There's a PTG in the personal sales section ammo- not sure what new price is but worth a look


----------



## Bod42 (Jun 4, 2009)

That PTG from Halfords is useless for what you want it only measures down to 100um, basically its not accurate enough for what we need.

I got this 1, nice and accurate without the high price tag http://www.ebay.com/itm/CEM-DT-156-...930755?hash=item3f63b7d183:g:28QAAOSwR5dXR~hE


----------



## ammo-mcr (Jan 23, 2014)

suds said:


> There's a PTG in the personal sales section ammo- not sure what new price is but worth a look


thanks suds will try hunt for it now:thumb:


----------



## ammo-mcr (Jan 23, 2014)

Bod42 said:


> That PTG from Halfords is useless for what you want it only measures down to 100um, basically its not accurate enough for what we need.
> 
> I got this 1, nice and accurate without the high price tag http://www.ebay.com/itm/CEM-DT-156-...930755?hash=item3f63b7d183:g:28QAAOSwR5dXR~hE


this dt-156 looks like this could be the one or what suds recommended

do you know of any good deals on this? never spent so much on a gauge before but for saftey and peace of mind i can see its a must but would be nice if i can get a good deal

also just to clarify the halfords sealey one cant measure enough to see if the car has clearcoat? or is there a standard amount we meassure from eg from bare metal and the layer of paint is for example 50mm so anything above that is clearcoat and machines like the dt-156 can do that? sorry im new to all of this


----------



## Bod42 (Jun 4, 2009)

Its sort of the general thinking around here that anything over 100um is safe and below that is considered thin paint.

1000um = 1mm so your paint is 0.1-0.15mm thick. So if the halfords gauge over gives reading of 0.0, 0.1 and 0.2mm on paint which is 0.0, 100 and 200um then its not accurate enough.

Here's a review of the gauge I suggested http://www.detailingworld.co.uk/forum/showthread.php?t=366306 and for the money it seems to be the best on the market.

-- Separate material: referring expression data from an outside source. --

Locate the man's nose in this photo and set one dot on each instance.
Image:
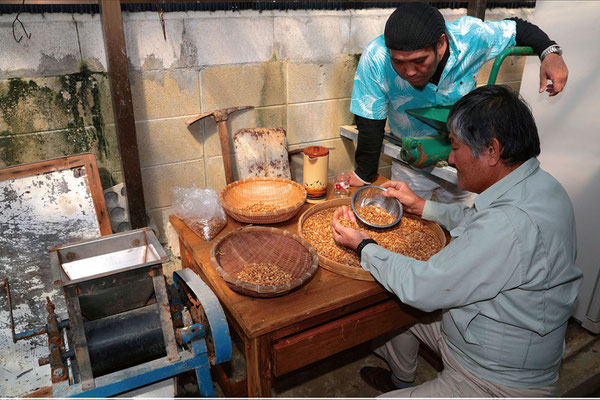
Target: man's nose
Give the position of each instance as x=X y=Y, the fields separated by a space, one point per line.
x=451 y=158
x=410 y=71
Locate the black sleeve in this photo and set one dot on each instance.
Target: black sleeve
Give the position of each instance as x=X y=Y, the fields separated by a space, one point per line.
x=368 y=148
x=529 y=34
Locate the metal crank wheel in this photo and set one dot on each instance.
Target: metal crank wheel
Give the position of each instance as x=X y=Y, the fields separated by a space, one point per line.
x=204 y=308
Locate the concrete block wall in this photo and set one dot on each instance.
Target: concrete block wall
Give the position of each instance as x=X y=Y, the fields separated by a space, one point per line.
x=295 y=67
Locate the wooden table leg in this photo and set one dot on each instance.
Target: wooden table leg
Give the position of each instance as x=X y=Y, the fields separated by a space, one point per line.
x=259 y=366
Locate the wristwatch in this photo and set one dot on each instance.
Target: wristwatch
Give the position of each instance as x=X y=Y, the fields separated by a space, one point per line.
x=551 y=49
x=362 y=244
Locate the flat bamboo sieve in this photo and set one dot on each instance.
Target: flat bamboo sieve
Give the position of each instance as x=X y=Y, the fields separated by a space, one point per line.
x=283 y=195
x=257 y=244
x=350 y=270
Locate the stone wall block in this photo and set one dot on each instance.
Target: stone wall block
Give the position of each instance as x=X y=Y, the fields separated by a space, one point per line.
x=366 y=25
x=160 y=94
x=159 y=181
x=31 y=105
x=321 y=81
x=91 y=42
x=315 y=36
x=215 y=173
x=42 y=104
x=264 y=117
x=255 y=85
x=147 y=48
x=309 y=122
x=160 y=216
x=52 y=49
x=228 y=39
x=168 y=141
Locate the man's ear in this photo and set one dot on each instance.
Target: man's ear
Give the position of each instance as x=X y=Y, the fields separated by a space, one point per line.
x=440 y=46
x=493 y=151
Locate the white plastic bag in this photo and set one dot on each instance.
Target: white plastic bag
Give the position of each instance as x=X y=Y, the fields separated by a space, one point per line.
x=200 y=209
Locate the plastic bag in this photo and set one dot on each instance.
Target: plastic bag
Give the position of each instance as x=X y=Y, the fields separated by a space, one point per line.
x=200 y=209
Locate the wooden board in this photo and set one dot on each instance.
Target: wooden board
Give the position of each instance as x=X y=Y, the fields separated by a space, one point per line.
x=348 y=270
x=44 y=204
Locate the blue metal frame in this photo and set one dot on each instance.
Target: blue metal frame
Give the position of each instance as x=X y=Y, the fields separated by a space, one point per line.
x=161 y=369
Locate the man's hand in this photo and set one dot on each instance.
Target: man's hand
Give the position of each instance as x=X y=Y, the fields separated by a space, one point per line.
x=553 y=68
x=410 y=201
x=347 y=237
x=354 y=181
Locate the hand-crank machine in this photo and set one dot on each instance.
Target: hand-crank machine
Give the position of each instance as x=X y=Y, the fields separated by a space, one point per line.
x=126 y=328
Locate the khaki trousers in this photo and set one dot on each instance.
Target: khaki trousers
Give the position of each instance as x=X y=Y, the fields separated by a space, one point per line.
x=454 y=381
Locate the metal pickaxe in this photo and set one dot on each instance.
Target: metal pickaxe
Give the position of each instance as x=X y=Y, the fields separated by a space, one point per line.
x=221 y=118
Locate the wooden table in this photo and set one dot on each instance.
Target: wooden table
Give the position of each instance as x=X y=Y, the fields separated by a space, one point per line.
x=327 y=315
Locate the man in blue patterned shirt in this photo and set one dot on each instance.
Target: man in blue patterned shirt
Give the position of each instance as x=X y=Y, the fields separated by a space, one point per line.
x=421 y=61
x=507 y=282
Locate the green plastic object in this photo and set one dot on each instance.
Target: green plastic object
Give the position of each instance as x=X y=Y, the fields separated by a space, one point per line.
x=426 y=150
x=434 y=150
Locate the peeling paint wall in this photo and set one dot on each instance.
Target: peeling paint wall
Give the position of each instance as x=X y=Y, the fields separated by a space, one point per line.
x=295 y=67
x=37 y=212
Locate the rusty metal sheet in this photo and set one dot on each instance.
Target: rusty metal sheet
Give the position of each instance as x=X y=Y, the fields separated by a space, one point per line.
x=38 y=211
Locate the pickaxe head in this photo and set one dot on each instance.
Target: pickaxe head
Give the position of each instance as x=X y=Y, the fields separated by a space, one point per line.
x=219 y=115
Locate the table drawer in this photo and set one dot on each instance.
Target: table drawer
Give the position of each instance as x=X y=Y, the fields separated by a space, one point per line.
x=314 y=344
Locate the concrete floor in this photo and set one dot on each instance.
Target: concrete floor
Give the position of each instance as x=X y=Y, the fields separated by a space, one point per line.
x=338 y=375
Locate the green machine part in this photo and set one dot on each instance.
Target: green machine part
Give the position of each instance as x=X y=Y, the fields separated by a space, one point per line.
x=434 y=150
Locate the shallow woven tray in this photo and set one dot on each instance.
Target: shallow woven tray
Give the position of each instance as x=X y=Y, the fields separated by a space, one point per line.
x=257 y=244
x=287 y=195
x=348 y=270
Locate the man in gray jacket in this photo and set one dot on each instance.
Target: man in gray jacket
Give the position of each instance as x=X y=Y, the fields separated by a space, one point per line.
x=507 y=282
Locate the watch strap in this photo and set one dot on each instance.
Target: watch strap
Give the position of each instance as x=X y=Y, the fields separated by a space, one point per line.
x=362 y=245
x=551 y=49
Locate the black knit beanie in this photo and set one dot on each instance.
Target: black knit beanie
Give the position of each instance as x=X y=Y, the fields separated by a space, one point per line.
x=413 y=26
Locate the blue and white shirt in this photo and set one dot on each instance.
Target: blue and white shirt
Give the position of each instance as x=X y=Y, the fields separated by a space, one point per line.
x=379 y=92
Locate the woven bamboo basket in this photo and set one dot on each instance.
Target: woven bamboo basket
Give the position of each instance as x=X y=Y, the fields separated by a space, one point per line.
x=257 y=244
x=288 y=196
x=349 y=270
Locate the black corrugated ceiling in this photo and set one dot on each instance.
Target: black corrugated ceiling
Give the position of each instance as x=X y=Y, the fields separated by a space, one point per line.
x=232 y=5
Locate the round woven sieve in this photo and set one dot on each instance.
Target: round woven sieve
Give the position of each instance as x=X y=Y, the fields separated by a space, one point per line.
x=255 y=244
x=286 y=195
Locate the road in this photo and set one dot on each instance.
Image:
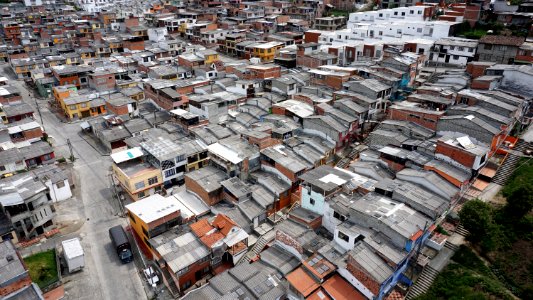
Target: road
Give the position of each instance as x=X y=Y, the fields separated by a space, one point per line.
x=104 y=277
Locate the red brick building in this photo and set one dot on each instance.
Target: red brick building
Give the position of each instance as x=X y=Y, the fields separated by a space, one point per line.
x=477 y=68
x=205 y=183
x=423 y=117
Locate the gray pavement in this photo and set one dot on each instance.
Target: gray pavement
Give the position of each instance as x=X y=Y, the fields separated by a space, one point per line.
x=104 y=276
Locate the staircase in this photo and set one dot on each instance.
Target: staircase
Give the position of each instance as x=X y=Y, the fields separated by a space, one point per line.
x=258 y=247
x=451 y=246
x=461 y=230
x=509 y=164
x=422 y=283
x=343 y=163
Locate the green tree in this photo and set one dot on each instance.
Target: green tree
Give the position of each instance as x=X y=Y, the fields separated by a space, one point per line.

The most popular gauge on DW is this one but as you can see its twicde the price. http://www.detailingworld.co.uk/forum/showthread.php?t=169842

its good enough for a Pro detailer on here as well so good enough for me http://www.detailingworld.co.uk/forum/showthread.php?t=302945


----------



## ammo-mcr (Jan 23, 2014)

Bod42 said:


> Its sort of the general thinking around here that anything over 100um is safe and below that is considered thin paint.
> 
> 1000um = 1mm so your paint is 0.1-0.15mm thick. So if the halfords gauge over gives reading of 0.0, 0.1 and 0.2mm on paint which is 0.0, 100 and 200um then its not accurate enough.
> 
> ...


another fantastic reply!!!! SOLD!!!!!! this thread has been very helpful to me and surely will be helpful to somone else who may stumble across it 
thanks again everyone :thumb:


----------



## wecan438 (Nov 2, 2016)

Just do it


----------